The Week in Security: Gov2.0, DLL Patches and When Social Media Attacks!

Summer may have reached its unofficial end with the Labor Day holiday, but there was no break from security news this week, as both the Gov 2.0 Conference in Washington D.C. and a raft of warnings and patches from leading vendors kept the heat on high.

Summer may have reached its unofficial end with the Labor Day holiday, but there was no break from security news this week, as both the Gov 2.0 Conference in Washington D.C. and a raft of warnings and patches from leading vendors kept the heat on high.

We all know the Internet started as a U.S. Government project, so maybe it should be a surprise that, more than thirty years later, the head of the Department of Defense’s new Cyber Command said the government needs to take the point on securing both government and critical networks from attack.
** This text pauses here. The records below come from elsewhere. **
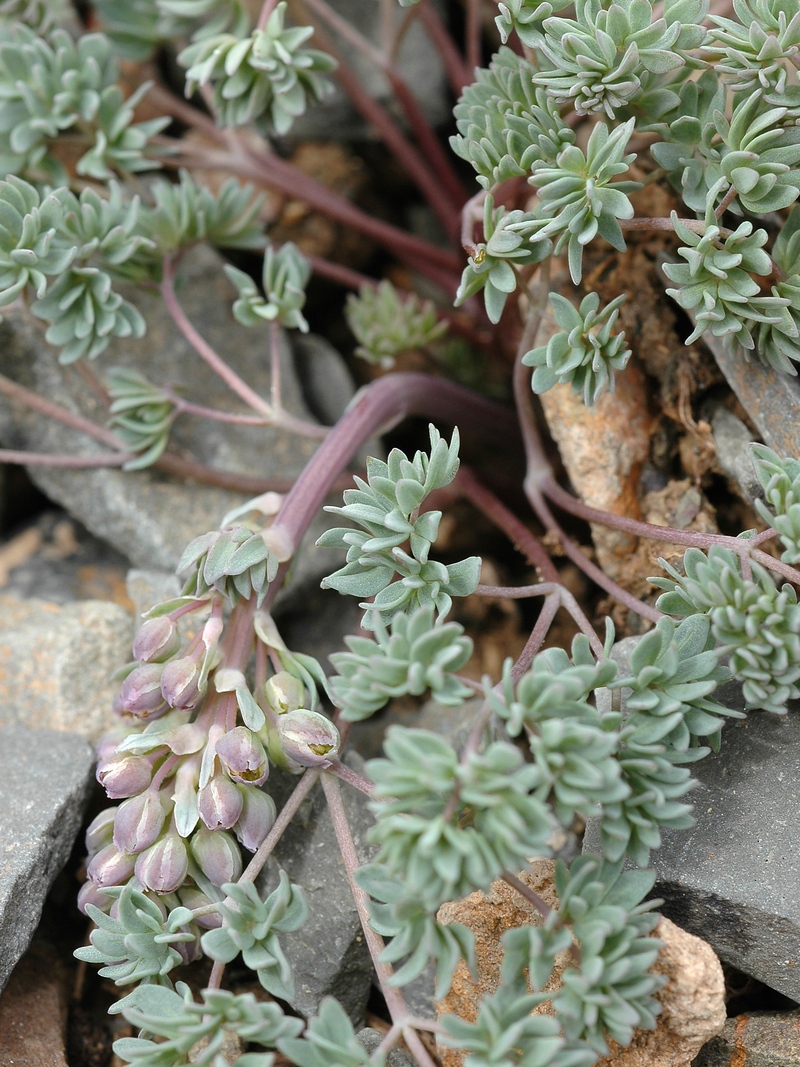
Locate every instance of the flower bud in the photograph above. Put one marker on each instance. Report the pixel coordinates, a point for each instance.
(125, 776)
(100, 830)
(305, 739)
(164, 865)
(110, 866)
(139, 823)
(140, 694)
(243, 757)
(217, 855)
(91, 893)
(220, 803)
(179, 682)
(256, 819)
(157, 640)
(284, 693)
(193, 897)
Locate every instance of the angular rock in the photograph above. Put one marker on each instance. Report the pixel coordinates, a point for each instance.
(692, 1000)
(33, 1010)
(45, 778)
(734, 877)
(57, 663)
(147, 515)
(757, 1039)
(329, 955)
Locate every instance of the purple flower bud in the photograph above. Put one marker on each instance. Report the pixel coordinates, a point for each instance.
(256, 819)
(110, 866)
(139, 823)
(242, 755)
(217, 854)
(141, 693)
(125, 776)
(284, 693)
(91, 893)
(307, 738)
(220, 803)
(157, 640)
(100, 830)
(179, 682)
(164, 865)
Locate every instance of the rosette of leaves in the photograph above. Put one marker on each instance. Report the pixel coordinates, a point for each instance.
(716, 281)
(235, 561)
(31, 245)
(555, 686)
(52, 84)
(578, 197)
(413, 655)
(506, 124)
(753, 621)
(268, 75)
(416, 934)
(385, 324)
(611, 992)
(138, 944)
(329, 1039)
(387, 508)
(141, 415)
(761, 155)
(284, 276)
(509, 239)
(251, 927)
(781, 505)
(525, 17)
(441, 849)
(756, 52)
(674, 669)
(184, 1022)
(598, 61)
(691, 148)
(585, 352)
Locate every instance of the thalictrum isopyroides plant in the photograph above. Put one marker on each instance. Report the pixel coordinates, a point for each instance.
(591, 104)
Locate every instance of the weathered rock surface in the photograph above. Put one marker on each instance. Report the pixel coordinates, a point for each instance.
(57, 663)
(147, 515)
(45, 778)
(758, 1039)
(692, 1001)
(33, 1008)
(329, 955)
(734, 877)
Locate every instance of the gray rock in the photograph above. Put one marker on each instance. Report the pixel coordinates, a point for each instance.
(758, 1039)
(45, 778)
(329, 955)
(732, 440)
(370, 1038)
(57, 664)
(418, 62)
(147, 515)
(734, 877)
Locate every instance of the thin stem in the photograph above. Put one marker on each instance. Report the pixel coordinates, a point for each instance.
(581, 560)
(351, 777)
(494, 509)
(429, 179)
(74, 462)
(459, 73)
(288, 812)
(395, 1000)
(542, 907)
(473, 33)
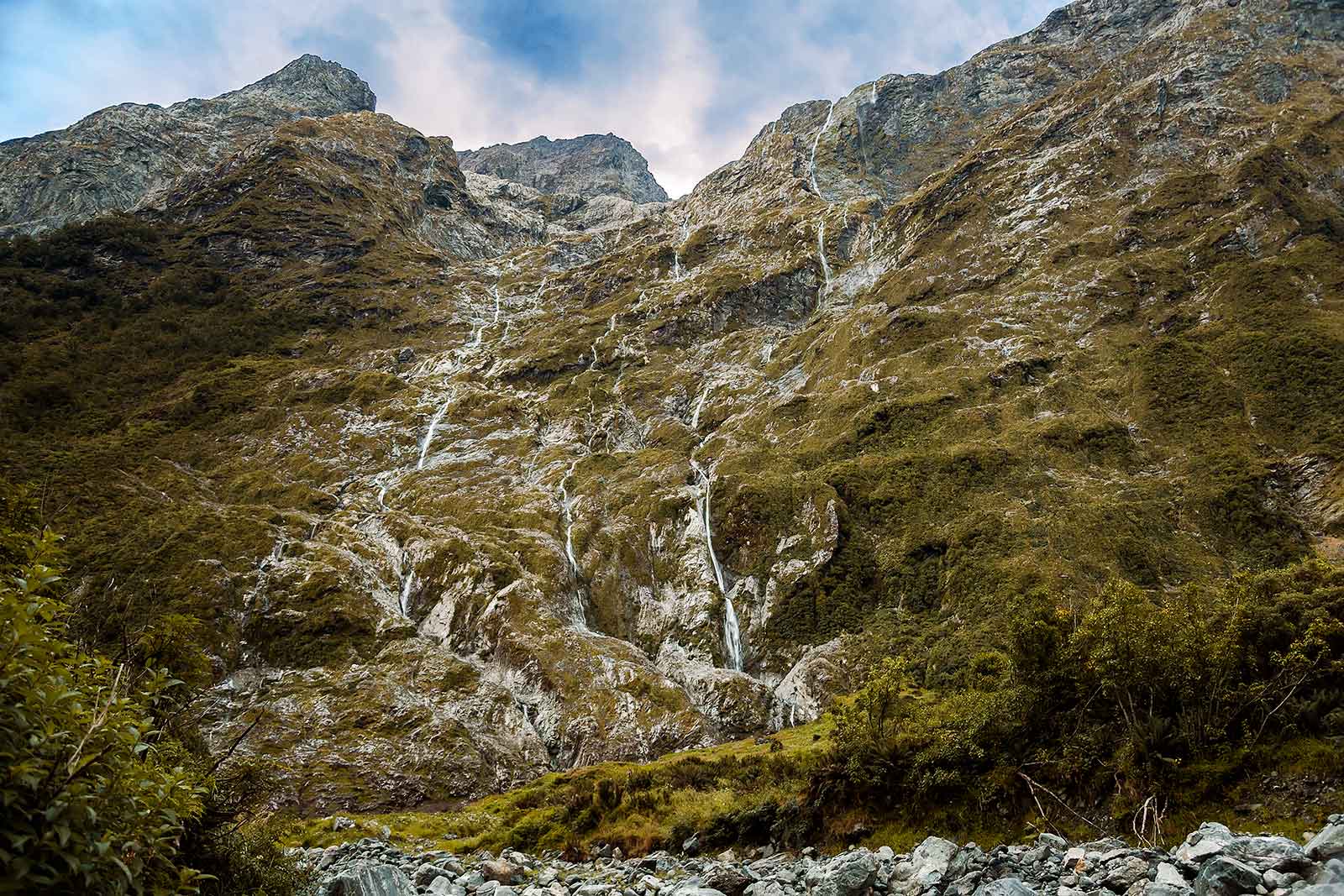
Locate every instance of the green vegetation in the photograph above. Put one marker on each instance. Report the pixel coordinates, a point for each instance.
(1072, 723)
(1092, 710)
(743, 792)
(105, 788)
Addressing the audience on Tuesday at O’Reilly Media’s Gov2.0 Summit, Gen. Keith Alexander, the head of the National Security Agency, said “We made the Internet and it seems to me that we ought to be the first folks to get out there and protect it.” Alexander was speaking on the heels of last month’s news that a USB drive mishandled by the U.S. military compromised classified intelligence networks. That disclosure, by Deputy Secretary of Defense William Lynn, came in an article that suggested the government – in particular, Alexander’s NSA, might need to take a more active role in monitoring domestic networks for cyber attacks linked to foreign entities.
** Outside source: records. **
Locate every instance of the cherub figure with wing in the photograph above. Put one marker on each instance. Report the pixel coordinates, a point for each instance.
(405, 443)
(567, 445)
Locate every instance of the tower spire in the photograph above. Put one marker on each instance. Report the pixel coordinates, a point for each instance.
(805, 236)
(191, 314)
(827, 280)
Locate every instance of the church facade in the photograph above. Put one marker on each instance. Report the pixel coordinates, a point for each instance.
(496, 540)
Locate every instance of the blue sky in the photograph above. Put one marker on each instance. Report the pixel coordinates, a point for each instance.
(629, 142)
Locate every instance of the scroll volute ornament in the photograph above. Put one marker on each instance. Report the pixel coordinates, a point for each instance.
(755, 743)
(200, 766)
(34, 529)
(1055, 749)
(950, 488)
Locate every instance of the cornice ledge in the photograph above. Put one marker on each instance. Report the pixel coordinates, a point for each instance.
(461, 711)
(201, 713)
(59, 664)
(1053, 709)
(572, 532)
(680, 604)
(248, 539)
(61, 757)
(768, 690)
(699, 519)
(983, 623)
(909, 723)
This week brought more evidence that social networking attacks are here to stay. On Monday, a new Twitter cross site scripting bug surfaced — its roots, experts say, are based in Brazil. By Tuesday, more than 100,000 had clicked on the malicious URL, enabling attacks to swipe the session cookie of the Twitter user. Twitter fixed the flaw, but security experts say that there’s little doubt others like it await discovery.

Elsewhere, the world’s largest social network, Facebook, also found itself tested this week. On Monday, spammers found a way to automatically post messages to users’ walls, which if clicked, would post messages to the user’s own wall. The spam pointed users in the direction of premium “entertainment” sites and exploited a hole which allowed users to hijack the Facebook messaging system without the user’s permission.

The first full week of September, it was also time for the monthly vendor patch parade. Apple and Mozilla stepped up on Wednesday with some of the first remedies to the recent DLL load hijacking issue, an isolated vector that continues to plague a slew of Windows applications. Apple patched three holes in new releases of Safari 5.0.2 and Safari 4.1.2 for Windows and Macs, respectively. Meanwhile, Mozilla pushed out Firefox 3.6.9, complete with patches for 15 vulnerabilities.

The bulk of the fixes help prevent drive-by download attacks while the DLL load hijacking issue, a flaw that Firefox stressed could only be exploited via Windows XP, was also addressed by the patches. Microsoft said it would patch 13 security holes in its Windows and Office products in its monthly Patch Tuesday release on the 14th. 

While those holes were sealed, others opened. Researchers at Acros Security reported that DLL files weren’t the only way to carry out so called hijacking attacks. Executables, Windows INI files and other common system files can be used in hijacking attacks, as well.  

We learned this week of still more vulnerabilities in Adobe’s Reader product. A zero-day flaw published in an advisory by Adobe affects those running the most recent 9.3.4 build and targets machines running Windows Vista or Windows. Unlike Adobe bugs of yore however, this one bypasses two critical Windows security features – Address Space Layout Randomization/Data Execution Prevention and is signed by a legitimate certificate. Adobe hasn’t announced plans for a patch just yet, but as it is, their next scheduled release is due October 12.

What did you, our readers, find interesting? Robert Hansen’s article on Snake Oil Security topped the week in popularity along with our story on the “Here you Have” e-mail worm, which hearkened back to attacks of the late 1990s, when viruses like ILoveYou crawled the ‘Net and raided contact lists of its victims to spread.